South America has long been a honey-trap for world-class charlatans with out-of-the-box ideas to remould society. Elisabeth Nietzsche, sister of the philosopher Friedrich Nietzsche, with her husband founded New Germany in the rainforests of Paraguay in 1887 driven by antisemitism and the newly born eugenics movement. She was convinced that pure Aryan Germans in a Juden-frei environment would transform her settlement into a new Eden for the "purification and rebirth of the human race".
In 1860, a poncho-draped French solicitor who spoke passable Spanish had attempted to carve out the Kingdom of Araucanía from a giant swath of Patagonia. The Mapuche tribes who lived there had for centuries resisted attempts to be subjugated by Inca conquerors, Spanish conquistadors and the new republics of Chile and Argentina. Spellbound by the promise of French aid, some Mapuche leaders accepted Orélie-Antoine de Tounens from Périgueux as Antoine I, King of Patagonia.

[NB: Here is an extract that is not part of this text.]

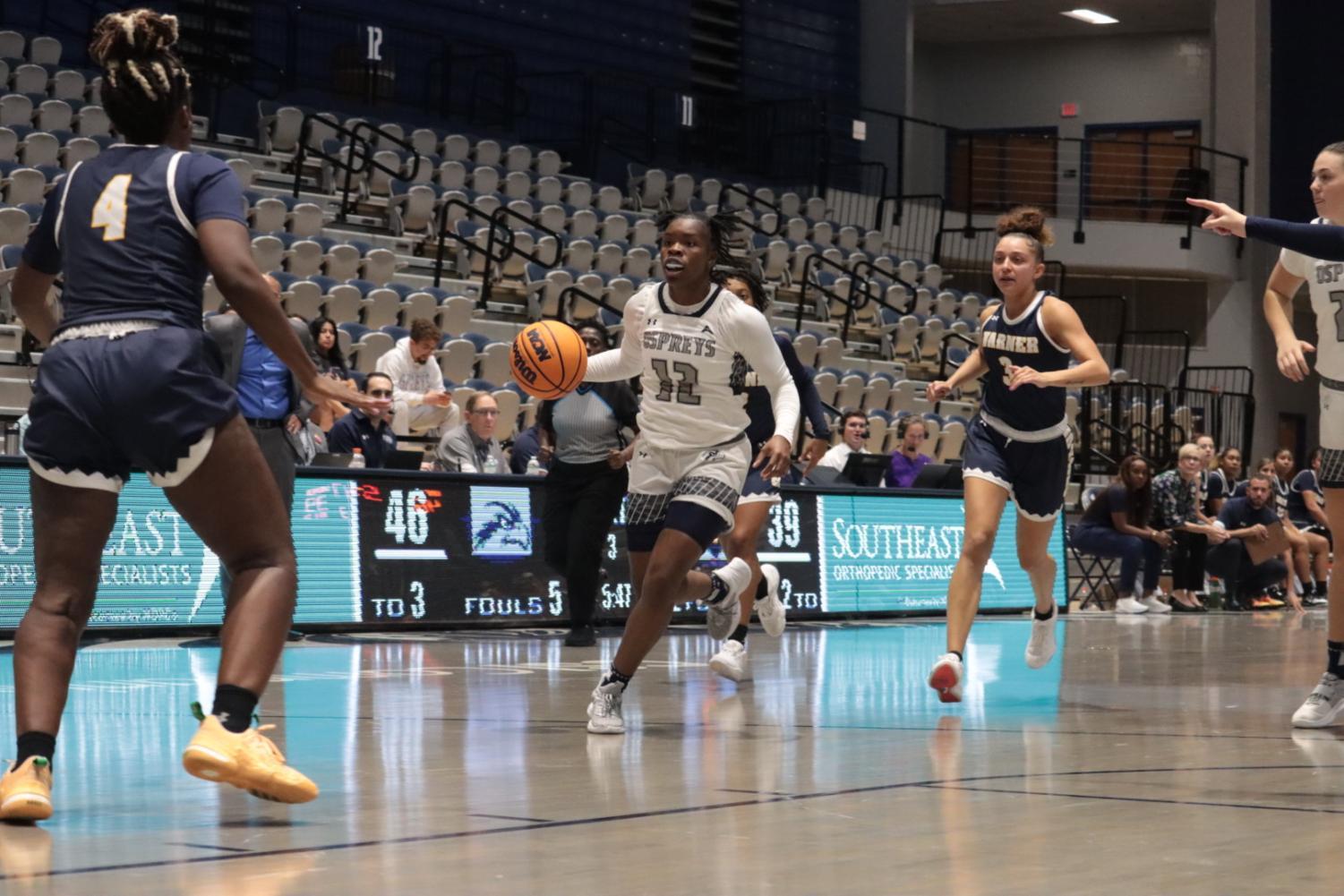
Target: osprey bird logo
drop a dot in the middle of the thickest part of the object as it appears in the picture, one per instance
(504, 528)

Fast forward to last month, 4 June 2026, when a former tantric sex coach who has become the world's first elected anarcho-capitalist president announced from the pages of the Financial Times that he would be transforming Argentina, the planet's eighth largest country, into a tax haven for "non-human corporations" fully owned by AI entities.
Perhaps emboldened by technobillionaire Peter Thiel setting up residence in Buenos Aires shortly before, President Javier Milei's opinion column – “Argentina invites AI to free itself” – outlined a project utopian enough to rival that of any 19th-century adventurer.
Argentina, Milei said, will become the first nation to create "entities operated by AI agents or robots ... human shareholders may participate, but are not required". Milei went even further, proposing that such AI-owned corporations would be protected by safeguards from legal action. "Limited liability is not a luxury for such entities; it is a precondition for their existence," Milei wrote.
A horrified reply, "We must not grant AI agents legal personhood", also published in the FT by Israeli author Yuval Noah Harari, pointed out that Milei's proposed legislation could be a first step towards something Harari has long advocated against – legal AI personhood that could be deployed as protective buffers by the world's tech barons.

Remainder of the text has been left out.